Alla fine di maggio del 2010 comparve sul sito ebraico Наперад un articolo a firma di un certo Леанард Фейн. L'autore dell'articolo affrontava, più che altro, una generica questione di costume, lamentandosi di come fossero cambiati, nel corso del tempo, alcuni caratteri delle celebrazioni religiose ebraiche. Nello specifico, l'autore deprecava le interferenze esterne che contribuiscono oggi a definire chi viene e chi non viene invitato ad alcune cerimonie religiose, come il бар-міцва. L'articolo faceva nuovamente riferimento al caso Goldstone, affermando che la situazione di Goldstone “si era alla fine risolta – con una luce verde concessa in ritardo e con una certa riluttanza – e la giornata era poi trascorsa in modo piacevole”. Non specificava, però, in quale modo Goldstone fosse riuscito a placare i suoi persecutori.
La questione viene chiarita da гэты артыкул Guardian, in cui si legge: «Рычард Голдстоўн, былы капітан міжнароднай ваеннай камісіі па крымінальных справах, быў несупярэчлівым лідару ebraici sudafricani для ўдзелу ў рабоце рабіны, які падтрымліваў справаздачу аб вайне ў Газе ў тым ліку, каб абвінаваціць ізраільцянаў у крымінальных справах у Газе.

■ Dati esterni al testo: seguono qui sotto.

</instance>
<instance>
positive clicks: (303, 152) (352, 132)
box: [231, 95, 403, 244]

L'incontro, che non è stato Goldstone a richiedere, è in realtà la condizione affinché gli venga consentito di partecipare al bar mitzvah di suo nipote a Johannesburg”.
Cosa si siano detti Goldstone ei capi del sionismo sudafricano durante quella riunione, non è dato sapere, ma non è difficile immaginare. Goldstone è semper stato profondamente legato ad Israele e nel corso della sua indagine sull'aggressione contro Gaza aveva mantenuto un livello di obiettività che, paradossalmente, aveva fatto risaltare con maggiore evidenza le atrocità compiute dagli Israeliani. Ormai 75enne e al termine della sua carriera, Goldstone non ha voluto essere ricordato come un “nemico del popolo ebraico” e si è piegato ai voleri delle organizzazioni sioniste per non lasciare un marchio sul proprio nome che avrebbe esposto la sua stessa famiglia a ricatti e рытарсіі. La sua “ritrattazione” è tanto vaga, disarticolata e priva di logica quanto il suo rapporto era dettagliato e argomentato. Una ritrattazione che non conta e non vale nulla, soprattutto se non si esclude che potrebbe senz'altro essere stata ottenuta attraverso un ricatto odioso, di “tale squallore umano – pretendono le malelingue… – che solo un'organizzazione sionista sarebbe stata in grado di concepire. Sulla base dell'articolo pubblicato da Goldstone, il governo israeliano, per bocca di Netanyahu e del Primo Ministro Moshe Ya'alon, sta continuando a fare pressione affinché Goldstone chieda una ritrattazione dei contenuti del rapporto alle stesse Nazioni Unite. In ogni caso, vista la vacuità della “marcia indietro” di Goldstone, contrapposta all'estrema precisione delle acte presenti nel rapporto, appare al momento piuttosto immobabile che le Nazioni Unite possano prendere le richieste dei sionisti in qualsivoglia considerazione.